I stood there for a moment, thinking of what to say next. If there was any time to make amends, this was it. Should I apologize and offer an excuse? Should I come out and say that I feared seeing her in a sorry state?
Before I could speak, Filaine turned back to me. “So, how have your studies in governance been? I figured that Mother and Father thrust that on you - after all, you haven’t visited me in a while, and I know how tedious those concepts can be to learn. If you need help, you can always ask me!”
So she knew all along that Mother and Father had determined that I would have to be the new crown princess. I couldn’t imagine having to bear a burden like that, watching as our parents gave up on her being able to live healthily, and still being able to smile at me. She probably also wondered if her sister had given up on her too, not even caring to visit her. If I were her, I would be in despair, watching as the maids walked around her room, wondering if I could ever see any of the mundane sights they saw ever again.
Could I still call myself her family? I thought, clenching my fists tightly.
“I-if I tried to make a cure for your illness, would you be willing to take it?” I stuttered.
“I’ll throw away learning politics and economics, and I’ll learn medicine, I’ll buy books from Japan on medicine and find a cure, you’ll be healthy again and we can live a normal life again-” By now I was just babbling, unable to keep my emotions in check.

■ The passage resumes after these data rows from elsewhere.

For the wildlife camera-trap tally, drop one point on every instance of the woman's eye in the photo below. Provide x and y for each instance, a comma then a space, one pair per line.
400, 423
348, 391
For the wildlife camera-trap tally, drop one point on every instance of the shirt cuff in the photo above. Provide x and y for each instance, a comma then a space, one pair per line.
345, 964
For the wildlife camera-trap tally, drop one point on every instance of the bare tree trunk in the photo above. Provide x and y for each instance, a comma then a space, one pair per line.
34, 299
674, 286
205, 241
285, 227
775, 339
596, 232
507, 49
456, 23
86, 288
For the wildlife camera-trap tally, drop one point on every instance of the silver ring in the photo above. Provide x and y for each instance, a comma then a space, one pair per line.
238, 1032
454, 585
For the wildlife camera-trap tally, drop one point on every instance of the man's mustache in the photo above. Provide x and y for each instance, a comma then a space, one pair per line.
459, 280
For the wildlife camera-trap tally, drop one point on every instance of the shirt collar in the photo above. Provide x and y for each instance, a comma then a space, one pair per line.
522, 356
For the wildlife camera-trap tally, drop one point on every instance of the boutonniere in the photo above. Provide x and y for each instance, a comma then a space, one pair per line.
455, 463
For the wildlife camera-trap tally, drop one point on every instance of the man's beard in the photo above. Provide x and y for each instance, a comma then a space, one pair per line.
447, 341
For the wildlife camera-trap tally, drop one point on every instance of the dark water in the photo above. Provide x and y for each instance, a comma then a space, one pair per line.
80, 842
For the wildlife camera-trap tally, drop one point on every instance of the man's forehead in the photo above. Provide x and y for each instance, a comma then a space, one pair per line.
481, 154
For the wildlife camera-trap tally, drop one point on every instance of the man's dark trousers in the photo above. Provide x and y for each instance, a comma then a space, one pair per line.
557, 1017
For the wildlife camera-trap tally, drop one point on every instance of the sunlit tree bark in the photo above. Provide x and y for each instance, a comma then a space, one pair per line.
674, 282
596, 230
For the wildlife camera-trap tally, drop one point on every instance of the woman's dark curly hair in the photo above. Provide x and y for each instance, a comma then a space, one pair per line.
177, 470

I understood that the chance of finding a cure was slim, and it would be foolish to pursue medicine instead of governance, but the chance wasn’t zero.
Filaine put a single finger to my lips, stopping my rambling. “You don’t need to do anything. If the royal doctors can’t find a solution, that’s it. I’ve already accepted that I won’t be healthy again.”
“How could I abandon you? There isn’t any reason that you should give up on being able to live again-”
“Do it for Mother and Father - and the kingdom. If I succumb, only you will be left - we have no cousins to be the heir to the throne. Be as capable as you can.”
What a cruel world, I thought to myself as I held back tears in front of Filaine. Why can’t I save Filaine AND fulfill my duties? What sick, twisted prank of fate made it this way?